A Lightweight CNN Model for Knee Osteoarthritis Grading: Development and Evaluation Using Radiographic X-rays
Mohankumar H M1, Dr. T. Vijaya Kumar2
1Student, Department of MCA, Bangalore Institute of Technology, Karnataka, India
18mohanmkumar@gmail.com
2Professor, Department of MCA, Bangalore Institute of Technology, Karnataka, India
tvijaykumar@bit-bangalore.edu.in
ABSTRACT
Knee Osteoarthritis (KOA) is a progressive degenerative joint disease-causing pain, stiffness, and functional disability, posing a major health concern, especially among the elderly. Conventional diagnosis relies on radiographs and the Kellgren–Lawrence (KL) grading system, which suffers from subjectivity, inter-observer variability, and inefficiency for large-scale screening. To overcome these challenges, this research proposes an AI-driven multi-stage KOA detection framework using deep learning for automated severity classification. The model employs a dual-input Convolutional Neural Network (CNN) trained on preprocessed grayscale knee X-rays. A symmetry-based preprocessing technique pairs each X-ray with its horizontally flipped version, emphasizing asymmetries in joint space narrowing, osteophytes, and bone deformities, key KOA indicators. This improves feature capture and interpretability. The CNN classifies knees into five KL stages with high accuracy and robustness.

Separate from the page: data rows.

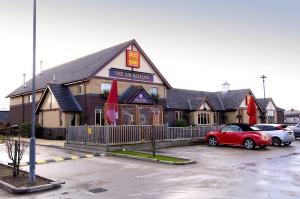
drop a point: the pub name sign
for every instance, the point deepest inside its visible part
(132, 59)
(130, 75)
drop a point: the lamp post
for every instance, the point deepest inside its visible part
(264, 111)
(32, 139)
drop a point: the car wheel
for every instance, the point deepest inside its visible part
(249, 144)
(276, 141)
(212, 141)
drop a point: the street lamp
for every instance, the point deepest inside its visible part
(264, 111)
(32, 139)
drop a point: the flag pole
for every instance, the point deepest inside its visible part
(32, 139)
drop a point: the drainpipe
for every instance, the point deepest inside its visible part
(85, 107)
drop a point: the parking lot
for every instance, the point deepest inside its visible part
(220, 172)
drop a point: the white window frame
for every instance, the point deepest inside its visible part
(105, 86)
(101, 112)
(30, 98)
(178, 116)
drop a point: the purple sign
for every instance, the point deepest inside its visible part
(131, 75)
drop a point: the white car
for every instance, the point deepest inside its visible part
(296, 130)
(279, 133)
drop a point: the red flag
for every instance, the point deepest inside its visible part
(251, 111)
(111, 107)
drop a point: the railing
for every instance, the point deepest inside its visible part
(132, 134)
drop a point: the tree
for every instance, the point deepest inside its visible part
(15, 149)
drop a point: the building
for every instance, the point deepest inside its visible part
(4, 118)
(189, 107)
(271, 113)
(74, 93)
(292, 116)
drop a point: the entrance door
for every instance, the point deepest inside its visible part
(99, 117)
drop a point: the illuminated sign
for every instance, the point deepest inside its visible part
(132, 58)
(131, 75)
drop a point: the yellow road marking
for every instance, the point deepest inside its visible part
(74, 157)
(41, 161)
(58, 159)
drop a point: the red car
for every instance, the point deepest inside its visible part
(239, 135)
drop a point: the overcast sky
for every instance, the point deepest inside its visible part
(195, 44)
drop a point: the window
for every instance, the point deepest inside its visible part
(105, 86)
(204, 118)
(154, 91)
(80, 89)
(231, 128)
(99, 117)
(216, 118)
(178, 116)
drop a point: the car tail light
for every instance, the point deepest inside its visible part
(279, 128)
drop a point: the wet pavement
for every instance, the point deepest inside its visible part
(220, 172)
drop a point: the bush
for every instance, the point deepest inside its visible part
(25, 130)
(181, 123)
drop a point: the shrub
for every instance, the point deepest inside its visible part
(105, 94)
(181, 123)
(25, 130)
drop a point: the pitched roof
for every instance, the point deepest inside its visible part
(81, 69)
(292, 113)
(191, 99)
(64, 97)
(232, 99)
(131, 92)
(264, 104)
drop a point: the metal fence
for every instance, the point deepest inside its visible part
(133, 134)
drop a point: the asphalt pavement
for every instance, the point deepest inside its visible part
(220, 172)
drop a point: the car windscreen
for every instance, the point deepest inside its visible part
(254, 128)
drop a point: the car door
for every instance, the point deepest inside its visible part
(226, 131)
(235, 137)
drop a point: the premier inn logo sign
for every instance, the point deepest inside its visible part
(132, 59)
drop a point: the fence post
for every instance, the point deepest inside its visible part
(106, 138)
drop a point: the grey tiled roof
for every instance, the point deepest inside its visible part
(232, 99)
(64, 97)
(131, 92)
(292, 113)
(76, 70)
(264, 103)
(191, 100)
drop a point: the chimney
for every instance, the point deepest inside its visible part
(24, 81)
(226, 87)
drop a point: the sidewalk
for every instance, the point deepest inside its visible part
(49, 143)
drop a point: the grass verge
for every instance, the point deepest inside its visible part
(150, 156)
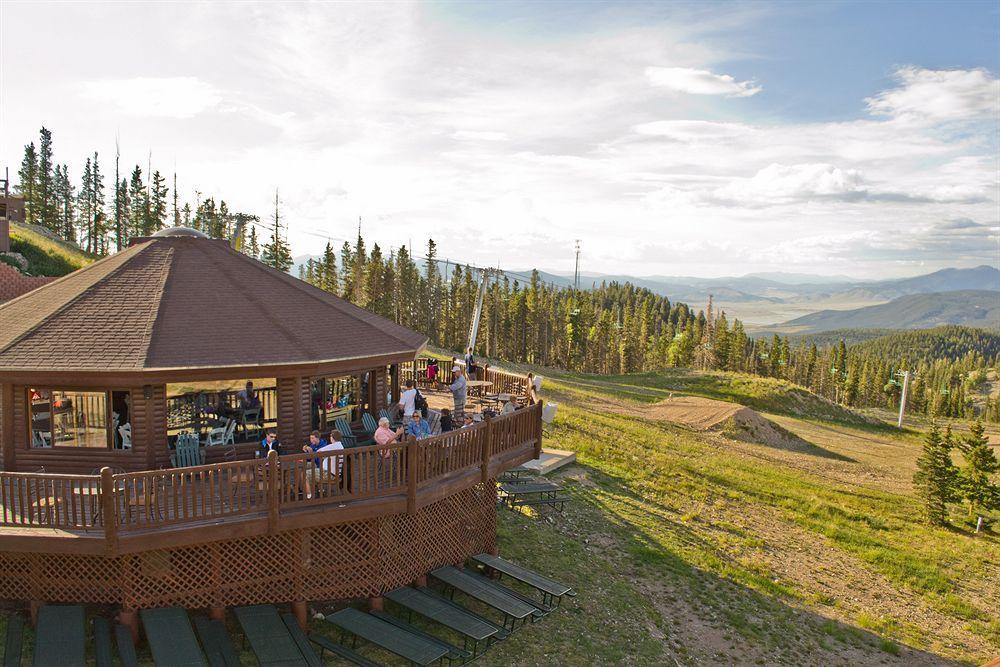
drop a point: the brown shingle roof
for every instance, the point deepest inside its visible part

For clinical use, the model is integrated into a Flask-based web application enabling X-ray upload, real-time severity prediction, and personalized PDF report generation. The platform also provides educational resources including treatment guidance, diet suggestions, and hospital references. Experimental results demonstrate competitive performance against state-of-the-art methods while offering real-time usability. By reducing subjectivity and ensuring consistent grading, this framework serves as a reliable clinical decision-support tool, with future work exploring explainability, larger datasets, and cloud deployment.
General Terms
Machine Learning, Deep Learning, Medical Imaging, Web-based Applications.
Keywords
Knee Osteoarthritis, Convolutional Neural Network, Kellgren–Lawrence Grading, Flask Framework, Severity Detection, X-ray Classification, Automated Diagnosis, Clinical Decision Support System.